Title: | Towards closing the gap between the theory and practice of SVRG |

============================================================== After authors' response: the correction in Eq.(5) makes sense to me. I'm not very familiar with the mini-batch analysis in SVRG. It seems to me after reading the response that although the analysis for "arbitrary sampling" may not be that innovative, the analysis of mini-batch is new and different from previous works. From this perspective, I do agree the paper has its unique contribution. ============================================================== The paper is written in a clean way, and easy to read. From these perspective, I enjoyed reading this paper a lot. My major concerns are as stated in the contribution section: 1. Results and technics are not super innovative, similar analysis for other sampling scheme or non-averaging inner loop are done in [1, 10] and many other papers. Although they are on different settings, but the idea and proof shares a lot similarity. In this sense, I do not view the theoretical contribution of this paper as significant. 2. As this paper is targeted toward closing the gap of theory and practice, the slight weakness of theoretical results would not be a problem if this paper indeed performs practical experiment and showing the advantages of the changes. However, it's only on UCI dataset, on strongly convex loss functions. Some observations in experiments are not explained clearly. For instance, why standard SVRG (blue curve) would get stuck in a bad position for such a long time? It seems to be it's only because a very simple reason the choice of m is too large, so that standard SVRG use a very bad estimate of gradient for a very long time. However, this should not be an issue in practice, if practitioner tune the size of inner loop size, instead of blindly follow the conservative suggestion of theory. Finally, I feel the suggestion on the optimal minibatch size b (equation 5) a bit confusing... In fact, when m=n, and n<< L/mu, choosing b=1 gives complexity n + L_max/mu while choosing b=n gives complexity nL/mu. I'm wondering why the optimal choice of b is n in this case, especially when L_max = L? Do authors implicitly consider the setting L_max >> L?

######################################################## After reading the author's response, I retract my concern about knowledge of the strong convexity parameter. Regarding Figure 3, I am inclined to say that the wall clock plot doesn't seem to add anything to the discussion.
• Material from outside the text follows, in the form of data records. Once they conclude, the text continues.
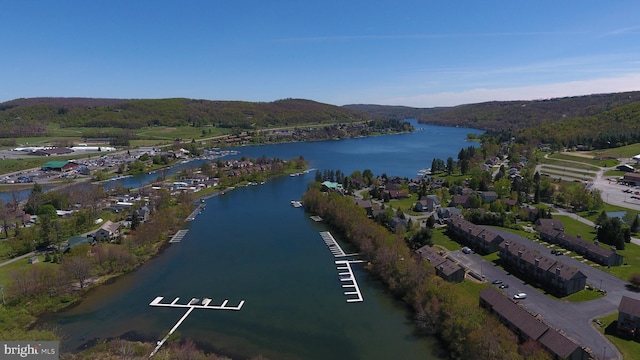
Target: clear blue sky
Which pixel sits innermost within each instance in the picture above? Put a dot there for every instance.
(415, 53)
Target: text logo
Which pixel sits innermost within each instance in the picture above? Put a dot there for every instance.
(41, 350)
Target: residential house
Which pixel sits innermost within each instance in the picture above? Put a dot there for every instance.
(367, 205)
(590, 250)
(629, 317)
(488, 196)
(528, 327)
(461, 200)
(554, 224)
(443, 214)
(548, 273)
(108, 231)
(61, 166)
(78, 240)
(626, 168)
(427, 203)
(395, 221)
(332, 186)
(632, 178)
(445, 268)
(480, 239)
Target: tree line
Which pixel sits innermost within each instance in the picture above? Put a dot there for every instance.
(439, 308)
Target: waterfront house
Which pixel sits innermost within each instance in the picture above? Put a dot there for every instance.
(78, 240)
(554, 224)
(427, 203)
(488, 196)
(629, 317)
(590, 250)
(482, 240)
(445, 268)
(367, 205)
(632, 178)
(61, 166)
(528, 327)
(108, 231)
(543, 271)
(463, 201)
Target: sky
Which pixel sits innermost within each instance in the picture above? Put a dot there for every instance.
(412, 53)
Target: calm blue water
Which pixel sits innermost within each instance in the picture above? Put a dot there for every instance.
(251, 245)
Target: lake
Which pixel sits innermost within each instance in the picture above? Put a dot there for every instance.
(251, 245)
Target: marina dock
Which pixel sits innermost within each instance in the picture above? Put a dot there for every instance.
(345, 273)
(349, 283)
(177, 237)
(194, 303)
(195, 212)
(334, 247)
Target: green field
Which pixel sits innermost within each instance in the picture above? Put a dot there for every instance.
(572, 165)
(628, 348)
(585, 160)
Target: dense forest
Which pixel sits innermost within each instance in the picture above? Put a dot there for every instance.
(587, 122)
(592, 121)
(29, 117)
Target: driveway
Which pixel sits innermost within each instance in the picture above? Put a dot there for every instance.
(573, 319)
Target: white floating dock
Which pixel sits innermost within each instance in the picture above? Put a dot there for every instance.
(349, 281)
(192, 304)
(178, 236)
(333, 246)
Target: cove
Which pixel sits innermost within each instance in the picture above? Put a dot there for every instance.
(251, 244)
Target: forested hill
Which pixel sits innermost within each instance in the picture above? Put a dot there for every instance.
(512, 115)
(134, 113)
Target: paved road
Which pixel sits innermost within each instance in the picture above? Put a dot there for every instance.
(573, 319)
(612, 192)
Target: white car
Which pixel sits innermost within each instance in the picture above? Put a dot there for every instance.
(520, 296)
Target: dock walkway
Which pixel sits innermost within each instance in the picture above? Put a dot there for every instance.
(345, 273)
(335, 249)
(177, 237)
(349, 281)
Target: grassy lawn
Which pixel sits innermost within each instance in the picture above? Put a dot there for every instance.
(441, 239)
(595, 162)
(577, 228)
(580, 296)
(623, 151)
(573, 165)
(568, 173)
(628, 348)
(5, 271)
(471, 288)
(406, 205)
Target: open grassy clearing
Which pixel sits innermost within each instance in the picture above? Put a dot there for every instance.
(585, 160)
(620, 152)
(573, 165)
(441, 239)
(628, 348)
(7, 270)
(567, 173)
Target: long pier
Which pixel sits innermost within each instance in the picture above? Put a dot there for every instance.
(345, 273)
(333, 245)
(349, 281)
(177, 237)
(191, 305)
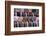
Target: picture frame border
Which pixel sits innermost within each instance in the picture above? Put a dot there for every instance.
(8, 12)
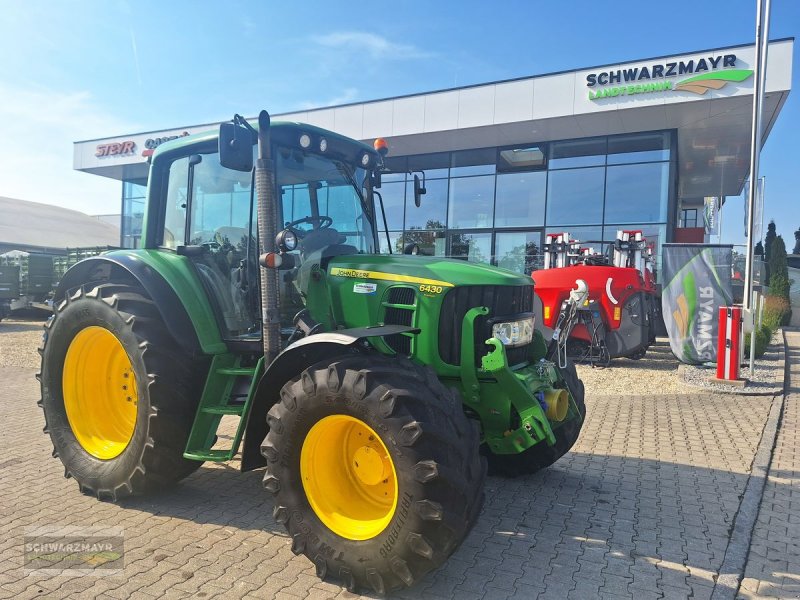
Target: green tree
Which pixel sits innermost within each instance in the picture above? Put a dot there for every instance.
(769, 238)
(779, 275)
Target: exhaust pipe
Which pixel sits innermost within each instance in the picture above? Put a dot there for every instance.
(557, 401)
(267, 230)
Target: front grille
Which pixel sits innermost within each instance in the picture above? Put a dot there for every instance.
(401, 295)
(394, 315)
(398, 316)
(502, 301)
(399, 343)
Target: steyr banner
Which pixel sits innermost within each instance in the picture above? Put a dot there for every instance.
(697, 282)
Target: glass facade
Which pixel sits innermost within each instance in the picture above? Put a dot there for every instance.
(133, 202)
(494, 205)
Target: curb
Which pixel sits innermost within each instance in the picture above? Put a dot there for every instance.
(731, 572)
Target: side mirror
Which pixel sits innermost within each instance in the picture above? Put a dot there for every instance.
(419, 189)
(235, 147)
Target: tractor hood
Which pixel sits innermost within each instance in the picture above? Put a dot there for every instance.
(421, 270)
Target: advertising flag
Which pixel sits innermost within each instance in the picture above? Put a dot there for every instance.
(698, 283)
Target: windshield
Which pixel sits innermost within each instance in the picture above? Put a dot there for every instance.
(321, 199)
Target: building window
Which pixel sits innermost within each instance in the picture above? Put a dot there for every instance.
(474, 247)
(471, 202)
(519, 251)
(393, 194)
(575, 196)
(637, 193)
(520, 199)
(133, 201)
(688, 217)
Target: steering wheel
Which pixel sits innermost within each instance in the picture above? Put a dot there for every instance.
(322, 221)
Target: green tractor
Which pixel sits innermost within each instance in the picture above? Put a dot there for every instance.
(374, 388)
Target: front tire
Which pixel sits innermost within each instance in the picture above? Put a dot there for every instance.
(118, 394)
(541, 455)
(375, 470)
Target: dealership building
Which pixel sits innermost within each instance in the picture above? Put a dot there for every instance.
(653, 144)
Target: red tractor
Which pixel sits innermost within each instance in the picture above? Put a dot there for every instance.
(618, 319)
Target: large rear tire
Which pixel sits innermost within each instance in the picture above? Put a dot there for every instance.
(375, 470)
(118, 394)
(541, 455)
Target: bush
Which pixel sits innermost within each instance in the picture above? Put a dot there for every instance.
(778, 269)
(763, 336)
(777, 312)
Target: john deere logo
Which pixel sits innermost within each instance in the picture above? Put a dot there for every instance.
(639, 80)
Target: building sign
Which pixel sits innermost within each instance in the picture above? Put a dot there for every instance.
(710, 73)
(150, 144)
(116, 149)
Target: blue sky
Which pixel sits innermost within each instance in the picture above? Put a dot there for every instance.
(73, 71)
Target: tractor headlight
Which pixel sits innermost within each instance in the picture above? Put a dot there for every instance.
(514, 333)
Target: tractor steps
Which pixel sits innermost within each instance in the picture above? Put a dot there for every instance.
(222, 396)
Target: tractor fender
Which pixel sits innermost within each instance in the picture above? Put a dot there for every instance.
(288, 365)
(101, 269)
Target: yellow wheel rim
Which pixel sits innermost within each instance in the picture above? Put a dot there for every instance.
(349, 477)
(99, 389)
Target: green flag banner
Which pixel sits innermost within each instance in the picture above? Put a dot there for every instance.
(698, 282)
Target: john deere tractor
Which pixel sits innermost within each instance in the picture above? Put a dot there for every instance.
(373, 387)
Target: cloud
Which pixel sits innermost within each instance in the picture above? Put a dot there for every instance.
(375, 46)
(39, 127)
(347, 96)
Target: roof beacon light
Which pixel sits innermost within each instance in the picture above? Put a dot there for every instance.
(381, 146)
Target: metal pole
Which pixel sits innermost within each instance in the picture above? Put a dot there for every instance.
(753, 335)
(759, 78)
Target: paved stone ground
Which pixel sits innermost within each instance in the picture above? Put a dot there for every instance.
(773, 565)
(640, 509)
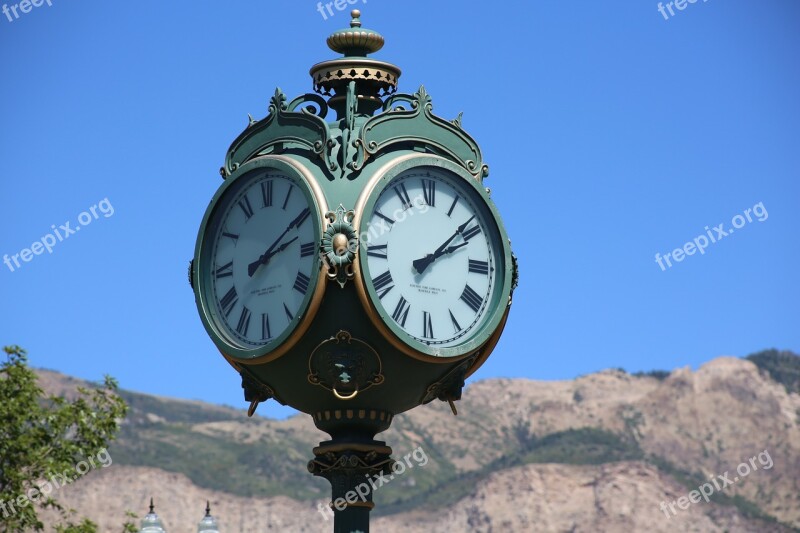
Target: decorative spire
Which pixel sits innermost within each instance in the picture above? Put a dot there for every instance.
(373, 79)
(152, 523)
(355, 41)
(208, 524)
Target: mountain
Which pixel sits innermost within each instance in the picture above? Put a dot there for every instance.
(609, 451)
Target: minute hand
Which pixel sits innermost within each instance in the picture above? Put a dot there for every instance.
(421, 264)
(252, 267)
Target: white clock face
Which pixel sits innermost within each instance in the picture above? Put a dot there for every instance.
(431, 258)
(262, 258)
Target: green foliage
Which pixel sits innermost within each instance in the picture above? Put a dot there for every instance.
(45, 436)
(783, 367)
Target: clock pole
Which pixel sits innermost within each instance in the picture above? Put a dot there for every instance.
(353, 267)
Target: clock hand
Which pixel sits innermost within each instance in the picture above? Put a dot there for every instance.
(252, 267)
(421, 264)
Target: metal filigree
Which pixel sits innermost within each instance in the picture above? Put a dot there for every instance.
(255, 392)
(284, 127)
(418, 125)
(449, 388)
(339, 245)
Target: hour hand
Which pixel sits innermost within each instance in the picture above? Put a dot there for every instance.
(423, 263)
(264, 259)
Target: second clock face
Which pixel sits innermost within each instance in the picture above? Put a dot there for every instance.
(262, 253)
(431, 257)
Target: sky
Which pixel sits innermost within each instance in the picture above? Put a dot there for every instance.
(613, 133)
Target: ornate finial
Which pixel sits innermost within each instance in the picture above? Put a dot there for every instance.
(355, 41)
(374, 79)
(356, 22)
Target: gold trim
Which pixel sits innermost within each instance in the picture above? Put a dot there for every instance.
(488, 348)
(342, 397)
(361, 289)
(316, 299)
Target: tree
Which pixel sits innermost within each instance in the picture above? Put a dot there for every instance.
(48, 442)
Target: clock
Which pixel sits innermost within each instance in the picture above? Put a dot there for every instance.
(434, 261)
(257, 261)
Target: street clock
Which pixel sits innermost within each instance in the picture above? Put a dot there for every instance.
(432, 267)
(353, 267)
(258, 270)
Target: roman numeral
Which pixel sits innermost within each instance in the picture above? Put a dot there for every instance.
(478, 267)
(301, 283)
(244, 203)
(307, 249)
(266, 193)
(471, 232)
(266, 334)
(225, 270)
(381, 282)
(452, 206)
(427, 326)
(302, 217)
(379, 250)
(384, 217)
(429, 192)
(471, 298)
(456, 327)
(401, 312)
(244, 322)
(288, 194)
(228, 302)
(402, 193)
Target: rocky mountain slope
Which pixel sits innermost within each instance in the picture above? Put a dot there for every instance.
(605, 452)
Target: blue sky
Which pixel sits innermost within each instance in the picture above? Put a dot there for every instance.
(611, 132)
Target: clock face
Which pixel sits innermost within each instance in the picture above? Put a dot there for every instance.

Because b=1 is so slow, you can't see anything that is happening with the other lines, and in some sense this seems like an argument for why we should just ignore your paper and use any minibatch size we want as long as it's larger than 1. I would suggest either 1) removing the b=1 line from the plot so we can see what is happening with everything else or 2) removing the plot entirely. ######################################################## This is a nicely written paper, which extends existing theory of SVRG to cover parameter choices that are commonly made in practice. The proposed algorithms are not a dramatic improvement over SVRG, and they do not claim to be. However, they are somewhat simpler aesthetically, they decouple some of the hyperparameter choices to be more flexible, and the theory applies to any parameter choices. I see this paper mostly as reassurance for people who use SVRG that the simplifying choices they make (e.g. choosing m = n, sampling without replacement, etc) do not significantly hurt the theory behind the algorithm. I am not convinced that the ability to optimize b and or m according to the theory would be terribly useful in practice, but it does give some general guidance to what you should do e.g. when Lmax >> L versus when Lmax \approx L.
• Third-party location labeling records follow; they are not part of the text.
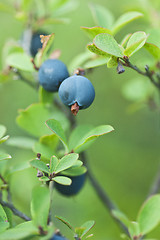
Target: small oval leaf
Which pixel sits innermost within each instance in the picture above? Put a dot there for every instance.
(108, 44)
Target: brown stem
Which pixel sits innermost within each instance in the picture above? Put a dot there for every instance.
(75, 109)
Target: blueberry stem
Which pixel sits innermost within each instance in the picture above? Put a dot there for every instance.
(75, 109)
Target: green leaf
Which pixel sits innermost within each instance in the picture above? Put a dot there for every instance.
(4, 156)
(6, 8)
(149, 217)
(124, 20)
(75, 171)
(78, 163)
(53, 164)
(92, 47)
(19, 167)
(87, 226)
(21, 142)
(153, 50)
(86, 133)
(65, 221)
(20, 61)
(2, 130)
(108, 44)
(39, 165)
(66, 162)
(3, 226)
(4, 139)
(96, 62)
(125, 40)
(93, 31)
(135, 43)
(33, 119)
(79, 231)
(56, 127)
(102, 16)
(21, 231)
(45, 96)
(112, 62)
(134, 229)
(121, 216)
(62, 180)
(40, 206)
(46, 146)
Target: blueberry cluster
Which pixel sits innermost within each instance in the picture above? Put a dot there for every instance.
(76, 91)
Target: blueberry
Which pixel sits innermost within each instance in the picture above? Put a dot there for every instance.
(77, 92)
(57, 237)
(74, 188)
(36, 43)
(51, 73)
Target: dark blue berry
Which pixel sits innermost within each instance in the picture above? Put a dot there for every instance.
(74, 188)
(77, 90)
(36, 43)
(51, 74)
(57, 237)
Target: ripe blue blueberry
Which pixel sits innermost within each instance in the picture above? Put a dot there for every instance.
(77, 92)
(57, 237)
(74, 188)
(51, 74)
(36, 43)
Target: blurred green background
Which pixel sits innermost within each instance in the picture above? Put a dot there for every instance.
(124, 161)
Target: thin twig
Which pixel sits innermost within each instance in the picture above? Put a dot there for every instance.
(155, 187)
(7, 188)
(51, 186)
(14, 210)
(67, 113)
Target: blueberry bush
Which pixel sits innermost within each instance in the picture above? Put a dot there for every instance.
(57, 143)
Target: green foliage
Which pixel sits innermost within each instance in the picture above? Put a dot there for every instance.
(148, 217)
(21, 231)
(80, 232)
(136, 42)
(56, 127)
(66, 162)
(92, 32)
(39, 165)
(86, 134)
(62, 180)
(32, 119)
(124, 20)
(108, 44)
### post-rebuttal ### The authors did not indicate whether they will allude to related work mentioned. The papers mentioned indeed are similar (granted, the paper deals with finite sums whereas the references consider the streaming variant of the question). As a final note, the second reference does consider the precise question of what is the best batch size on every instance of a streaming least squares problem for mini-batch SGD - something that is similar to issues considered in this paper in the context of SVRG, aside from considering parallel/distributed SGD methods. ################# I like this paper's motivation, message and result. Aside from the comments below, I request the authors to go over typos/bugs (if any). The paper misses out on some references that have considered similar issues: [1] The work of Streaming SVRG - Frostig et al. indicates that the inner loop of SVRG needs to be run for a condition number of steps - where the notion of condition number is similar to one described in this paper. [2] The work of Jain et al (2018) "parallelizing stochastic gradient for least squares regression: mini-batching, averaging and model misspecification", JMLR. This paper studies mini-batching in the case of least squares regression and SGD. They have similar notions of expected smoothness, the best batch size etc., specialized to the case of least squares, which I think have been discussed in a very thorough manner.